I felt the urge to pull my eyes away from Lisa’s, but I held my gaze steadily. I had to get my point across to her.

“I am only trying to help you, despite everything that you have done to me—everything that you have helped Bob do to me.”

At this, Lisa broke her gaze and looked down at her purse sitting in her lap.

“I have no idea what you’re talking about,” she mumbled.

“I know that you do,” I replied, “but right now is not the time for petty grudges. You need to walk away from this relationship, now. Before it’s too late.”

Lisa played with the snap on her purse for a couple minutes without saying anything. I let her have the time that she needed, hoping that she was using it to seriously consider her options.

She stood up.

“You’re wrong about Bob. You and Father both are,” she said. “He would never hurt me.”

“Lisa—”

“No! I don’t want to hear it.”

She shook her head.

“Now, since you obviously don’t have any wedding business for us to attend to, I need to be on my way.”

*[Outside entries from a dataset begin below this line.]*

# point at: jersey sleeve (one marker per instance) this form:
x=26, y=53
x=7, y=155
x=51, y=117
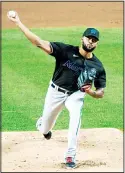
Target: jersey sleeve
x=57, y=48
x=100, y=81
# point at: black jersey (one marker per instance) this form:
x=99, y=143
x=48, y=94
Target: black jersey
x=70, y=64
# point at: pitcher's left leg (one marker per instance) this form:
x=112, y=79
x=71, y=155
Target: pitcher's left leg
x=74, y=104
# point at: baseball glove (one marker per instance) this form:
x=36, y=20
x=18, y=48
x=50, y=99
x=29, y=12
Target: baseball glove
x=84, y=81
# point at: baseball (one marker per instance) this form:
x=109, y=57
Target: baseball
x=12, y=13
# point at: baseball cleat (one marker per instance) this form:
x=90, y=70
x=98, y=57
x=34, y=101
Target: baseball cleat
x=48, y=135
x=70, y=163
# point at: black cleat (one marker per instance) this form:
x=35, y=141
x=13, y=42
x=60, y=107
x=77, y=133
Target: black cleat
x=48, y=135
x=70, y=163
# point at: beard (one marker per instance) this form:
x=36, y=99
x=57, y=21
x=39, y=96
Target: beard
x=87, y=49
x=87, y=46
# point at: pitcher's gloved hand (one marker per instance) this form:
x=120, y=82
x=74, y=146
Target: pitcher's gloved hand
x=86, y=87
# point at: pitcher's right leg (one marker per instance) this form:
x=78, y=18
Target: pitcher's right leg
x=54, y=103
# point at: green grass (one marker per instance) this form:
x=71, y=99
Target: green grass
x=26, y=72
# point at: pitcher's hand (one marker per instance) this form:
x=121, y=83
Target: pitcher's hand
x=15, y=19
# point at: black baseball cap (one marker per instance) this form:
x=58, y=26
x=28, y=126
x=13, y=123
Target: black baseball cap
x=91, y=32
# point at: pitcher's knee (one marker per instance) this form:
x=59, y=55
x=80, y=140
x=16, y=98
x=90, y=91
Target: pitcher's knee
x=42, y=125
x=39, y=124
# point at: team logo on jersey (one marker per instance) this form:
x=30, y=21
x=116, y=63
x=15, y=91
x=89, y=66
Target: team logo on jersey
x=87, y=76
x=74, y=55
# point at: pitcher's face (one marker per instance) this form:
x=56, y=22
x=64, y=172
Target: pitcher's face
x=89, y=43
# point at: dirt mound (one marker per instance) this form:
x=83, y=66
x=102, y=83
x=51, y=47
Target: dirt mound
x=98, y=150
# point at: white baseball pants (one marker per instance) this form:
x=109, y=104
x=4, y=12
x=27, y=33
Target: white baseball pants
x=54, y=103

I watched as Lisa slid the strap of her purse up her arm. My blood froze as I saw them: five distinct bruises in the shape of four fingers and a thumb.

I opened my mouth to ask her what had happened. Lisa glared at me, as though daring me to say something more, and I snapped my mouth shut. I knew that she wouldn’t tell me the truth if I asked, anyway.

Lisa turned on her heel and charged to the door. My heart sank as she opened the door and walked out of Ever After Weddings, possibly for the last time.

I told myself that I did all that I could to help her. Still, I could not stop the nagging feeling that those bruises were a sign of something worse to come.